# I got interviewed on Inside the Recording Studio



## Mike Greene (Sep 16, 2022)

Jody Whitesides (who was an assistant here, back when I was doing a lot of TV scoring) and Chris Hellstrom have a podcast called Inside the Recording Studio, which is actually quite good. (With the exception of this episode, of course, which is mostly just me rambling about my favorite subject - me!)

Okay, so it's not exactly the Hollywood interview that the world has been waiting for, but it was fun. It's on all the usual podcast places, or on their website.


----------



## Pier (Sep 16, 2022)

Woah what a great interview Mike!

I always thought you were more the orchestral composer type 😂


----------



## Casiquire (Sep 17, 2022)

You think there's no audience for you rambling about yourself? Sounds like a good time to me, I'm giving it a listen


----------



## JacquesMathias (Sep 17, 2022)

Great interview, Mike. Nice to get to know a bit about you! I used to record and produce bands. Man, I miss doing that. Well, at least the “let's commit to this drums track and quickly move to guitars”, and get something done by 6pm. In sample world things take forever. We only commit to saving every far# we make until we can listen to that repeatedly in a 8-hours loop, until we realize we're bored and have no idea it's bad, too bad, or dreadful.


----------



## Mike Greene (Sep 17, 2022)

Casiquire said:


> You think there's no audience for you rambling about yourself? Sounds like a good time to me, I'm giving it a listen


I've done interviews before about various projects or topics, and that all feels normal. But it's a strange thing to do an interview that's entirely about ... yourself. And even stranger to imagine anyone would be interested. _I_ love listening to me talking about myself, but it's a leap to assume others would be interested as well. (Plenty of dates have confirmed that! )

Mind you, I love hearing _other_ people's stories and how they've navigated this business. I had a great time with Andrew Graham (@ag75 ) a few weeks ago when he was in town conducting Moulin Rouge. It's a fascinating career he's had. So it makes sense that other people might like hearing my story in the same way I enjoy hearing theirs.

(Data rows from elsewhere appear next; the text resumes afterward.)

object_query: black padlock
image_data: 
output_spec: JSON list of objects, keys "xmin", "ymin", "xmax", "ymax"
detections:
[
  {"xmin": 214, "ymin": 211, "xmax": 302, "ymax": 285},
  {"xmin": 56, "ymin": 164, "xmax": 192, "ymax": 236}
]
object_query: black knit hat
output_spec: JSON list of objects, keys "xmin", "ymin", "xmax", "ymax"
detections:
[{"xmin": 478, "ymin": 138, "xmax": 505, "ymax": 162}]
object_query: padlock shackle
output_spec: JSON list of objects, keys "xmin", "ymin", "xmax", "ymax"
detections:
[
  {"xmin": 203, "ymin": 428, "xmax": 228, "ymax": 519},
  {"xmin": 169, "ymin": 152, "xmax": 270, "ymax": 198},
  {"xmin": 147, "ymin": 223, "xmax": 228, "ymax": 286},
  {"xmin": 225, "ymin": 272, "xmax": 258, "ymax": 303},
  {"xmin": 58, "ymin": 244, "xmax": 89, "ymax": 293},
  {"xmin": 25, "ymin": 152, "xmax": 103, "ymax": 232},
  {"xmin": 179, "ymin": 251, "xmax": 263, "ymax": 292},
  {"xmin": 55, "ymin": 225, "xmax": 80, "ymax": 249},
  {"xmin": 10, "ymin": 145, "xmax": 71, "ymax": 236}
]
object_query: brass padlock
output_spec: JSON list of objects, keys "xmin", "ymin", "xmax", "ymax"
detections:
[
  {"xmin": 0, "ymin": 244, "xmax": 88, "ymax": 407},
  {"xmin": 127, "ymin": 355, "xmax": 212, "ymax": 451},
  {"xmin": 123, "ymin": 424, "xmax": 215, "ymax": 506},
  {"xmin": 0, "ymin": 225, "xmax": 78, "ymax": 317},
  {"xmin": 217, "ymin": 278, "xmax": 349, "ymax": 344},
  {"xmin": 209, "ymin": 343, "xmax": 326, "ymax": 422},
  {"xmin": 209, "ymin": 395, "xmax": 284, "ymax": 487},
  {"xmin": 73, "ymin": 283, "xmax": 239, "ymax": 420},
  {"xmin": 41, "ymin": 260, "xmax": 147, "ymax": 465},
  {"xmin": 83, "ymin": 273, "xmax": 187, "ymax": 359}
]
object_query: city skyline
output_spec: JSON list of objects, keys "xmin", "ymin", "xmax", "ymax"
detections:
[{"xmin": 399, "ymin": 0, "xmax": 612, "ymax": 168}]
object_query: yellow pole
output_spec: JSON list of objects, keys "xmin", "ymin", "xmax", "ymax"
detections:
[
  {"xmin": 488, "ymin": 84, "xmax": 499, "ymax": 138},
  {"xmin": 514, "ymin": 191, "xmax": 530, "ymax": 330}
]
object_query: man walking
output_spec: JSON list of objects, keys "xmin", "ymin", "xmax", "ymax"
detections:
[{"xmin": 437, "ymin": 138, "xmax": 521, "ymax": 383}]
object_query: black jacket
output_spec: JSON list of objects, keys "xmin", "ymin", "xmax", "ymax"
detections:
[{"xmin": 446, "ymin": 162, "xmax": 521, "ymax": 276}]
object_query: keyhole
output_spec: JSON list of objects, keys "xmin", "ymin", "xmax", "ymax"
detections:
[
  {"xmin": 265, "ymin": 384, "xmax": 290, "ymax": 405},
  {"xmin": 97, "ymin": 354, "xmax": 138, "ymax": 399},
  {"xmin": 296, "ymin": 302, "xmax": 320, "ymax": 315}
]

But still, it feels pretty weird to post a topic that's essentially a vanity piece. I'm saying all that, not so much as a defense of myself posting this, but as "permission" for others to do the same. Does it feel weird to post something so self-serving? Yep. But that doesn't mean people won't appreciate the chance to hear your story. I sure would.


----------



## Pier (Sep 17, 2022)

It's fascinating stuff Mike.

And you have a great voice too. Maybe you could start a Mike Greene podcast or something? You could invite composers, rappers, producers, engineers... I'm sure you know a LOT of people. I'm just sayin!


----------



## Ben E (Sep 21, 2022)

Really good interview! Thanks for this.


----------